Thursday, June 10, 2010

The Humpty Dumpty World of Rep. Paul Ryan, Fascism is what he says it is.


I recently posted the explanation below where Paul Ryan blames Democrats for being in bed with corporate American. Although laughable, because it's pretty clear it's been the other way around for a century, Ryan's still selling the idea:

"Rep. Paul Ryan makes the outlandish claim that liberal regulation of business is fascism, where corporations collude to take power away from the people with the governments help, and deregulation is the only way to separate that entanglement."
But there's another reason why Ryan is dead wrong.

It hasn't been government regulation in the public interest, but government regulation in the corporate interest. That’s the difference Rep. Paul Ryan isn’t telling you. He conflates the two as a way pushing a policy of deregulation that only affects big business, leaving the public to mop up after the next financial or environmental disaster. So big deal, what if Americans lose their investments, retirement savings, jobs and the basic necessities of life. Under the banner of freedom and liberty, the logic is simple, “accidents happen.”

Barry Eisler’s “Inside Out,” put it this way about conservative support of corporate power:
The oligarchy is right out in the open. It’s a collection of people in business, politics, the military, and the media who recognize their interests are better served by cooperation than they would be by competition. The establishment is bigger now, more entrenched.

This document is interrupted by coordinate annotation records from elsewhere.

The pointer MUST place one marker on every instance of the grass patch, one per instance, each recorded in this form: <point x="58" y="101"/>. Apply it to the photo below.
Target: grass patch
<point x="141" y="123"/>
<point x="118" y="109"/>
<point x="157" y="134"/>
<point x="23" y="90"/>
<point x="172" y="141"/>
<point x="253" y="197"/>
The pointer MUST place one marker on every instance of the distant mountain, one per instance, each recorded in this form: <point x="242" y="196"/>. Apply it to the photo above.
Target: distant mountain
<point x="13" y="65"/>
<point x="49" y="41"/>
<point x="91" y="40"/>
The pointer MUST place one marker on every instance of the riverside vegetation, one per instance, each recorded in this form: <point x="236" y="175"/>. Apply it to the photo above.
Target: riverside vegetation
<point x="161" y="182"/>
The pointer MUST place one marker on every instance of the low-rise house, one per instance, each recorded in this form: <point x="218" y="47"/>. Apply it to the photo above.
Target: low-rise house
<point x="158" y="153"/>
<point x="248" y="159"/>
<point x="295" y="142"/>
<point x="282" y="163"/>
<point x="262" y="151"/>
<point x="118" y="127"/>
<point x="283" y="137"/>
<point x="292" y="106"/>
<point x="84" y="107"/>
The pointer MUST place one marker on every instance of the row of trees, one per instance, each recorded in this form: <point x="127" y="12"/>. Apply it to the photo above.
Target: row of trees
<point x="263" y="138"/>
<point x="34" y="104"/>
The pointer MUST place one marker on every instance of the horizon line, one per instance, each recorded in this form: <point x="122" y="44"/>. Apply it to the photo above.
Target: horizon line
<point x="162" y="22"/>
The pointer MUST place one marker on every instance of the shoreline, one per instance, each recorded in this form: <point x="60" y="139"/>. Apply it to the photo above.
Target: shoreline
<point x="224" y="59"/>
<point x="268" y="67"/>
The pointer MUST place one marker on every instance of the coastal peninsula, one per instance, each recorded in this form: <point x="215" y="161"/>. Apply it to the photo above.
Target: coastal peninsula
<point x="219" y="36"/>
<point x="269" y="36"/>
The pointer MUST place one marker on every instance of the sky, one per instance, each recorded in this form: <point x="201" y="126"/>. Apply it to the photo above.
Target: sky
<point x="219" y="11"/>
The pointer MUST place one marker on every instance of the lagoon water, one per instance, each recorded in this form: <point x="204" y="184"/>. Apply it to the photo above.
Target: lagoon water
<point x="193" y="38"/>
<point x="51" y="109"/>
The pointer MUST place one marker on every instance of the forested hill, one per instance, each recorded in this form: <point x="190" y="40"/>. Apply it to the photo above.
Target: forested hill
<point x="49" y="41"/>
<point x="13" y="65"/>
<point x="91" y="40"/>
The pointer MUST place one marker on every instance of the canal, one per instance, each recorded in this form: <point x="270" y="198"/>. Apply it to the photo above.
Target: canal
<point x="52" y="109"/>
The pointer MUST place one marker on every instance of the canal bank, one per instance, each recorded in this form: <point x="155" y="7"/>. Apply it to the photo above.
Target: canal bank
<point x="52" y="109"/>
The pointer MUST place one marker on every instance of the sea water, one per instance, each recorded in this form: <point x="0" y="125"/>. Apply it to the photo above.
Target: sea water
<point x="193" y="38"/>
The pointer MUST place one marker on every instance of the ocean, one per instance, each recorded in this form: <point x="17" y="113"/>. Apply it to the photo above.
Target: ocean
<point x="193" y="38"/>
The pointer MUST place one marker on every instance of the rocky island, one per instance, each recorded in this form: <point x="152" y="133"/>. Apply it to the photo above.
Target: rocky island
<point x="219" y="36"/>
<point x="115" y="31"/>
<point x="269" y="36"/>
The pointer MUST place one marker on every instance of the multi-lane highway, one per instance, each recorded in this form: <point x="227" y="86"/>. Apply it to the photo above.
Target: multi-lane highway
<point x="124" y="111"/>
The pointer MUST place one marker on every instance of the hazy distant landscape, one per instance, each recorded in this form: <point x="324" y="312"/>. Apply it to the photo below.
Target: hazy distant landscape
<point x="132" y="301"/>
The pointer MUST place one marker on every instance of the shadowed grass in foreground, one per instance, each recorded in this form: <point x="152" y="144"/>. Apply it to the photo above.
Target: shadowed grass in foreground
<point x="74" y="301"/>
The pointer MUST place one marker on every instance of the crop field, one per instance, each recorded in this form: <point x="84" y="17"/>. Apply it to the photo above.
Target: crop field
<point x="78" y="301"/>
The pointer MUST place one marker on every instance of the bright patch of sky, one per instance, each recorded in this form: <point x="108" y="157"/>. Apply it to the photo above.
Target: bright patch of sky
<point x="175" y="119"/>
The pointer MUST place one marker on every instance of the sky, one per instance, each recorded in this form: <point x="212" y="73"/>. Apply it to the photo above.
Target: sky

It’s a ratchet effect. There hasn’t been a federal law in the last sixty years that’s done, other than increase the government’s power and influence, and the power and influence of the corporations that manage the government by extension. The leviathan only grows.

The Constitution, the Declaration of Independence, the Federalist Papers…that’s all just window dressing now, the artifacts of an ancient mythology, the vestments of a dead religion. We need something different now, something suited for the modern world.

It’s (the Constitution is) fiction, but necessary fiction. Part of what makes America strong is the society’s belief that we’re a constitutional republic. That no one is above the law.
The shoe fits in this case. Never before have we seen a party embrace "window dressing," the public image of a lawmaker who concentrates on "defending" the constitution, flag pins, showing anger, acting tough, while at the same time criticizing thoughtful and deliberate action.

For example. Republicans vehemently oppose more bailouts, but support a liability cap on BP which would stick taxpayers with the cleanup bill. Where are the Tea Party's objections to more wasteful spending?

Eisler is right, and sadly, the new right wing embraces the horrific description above.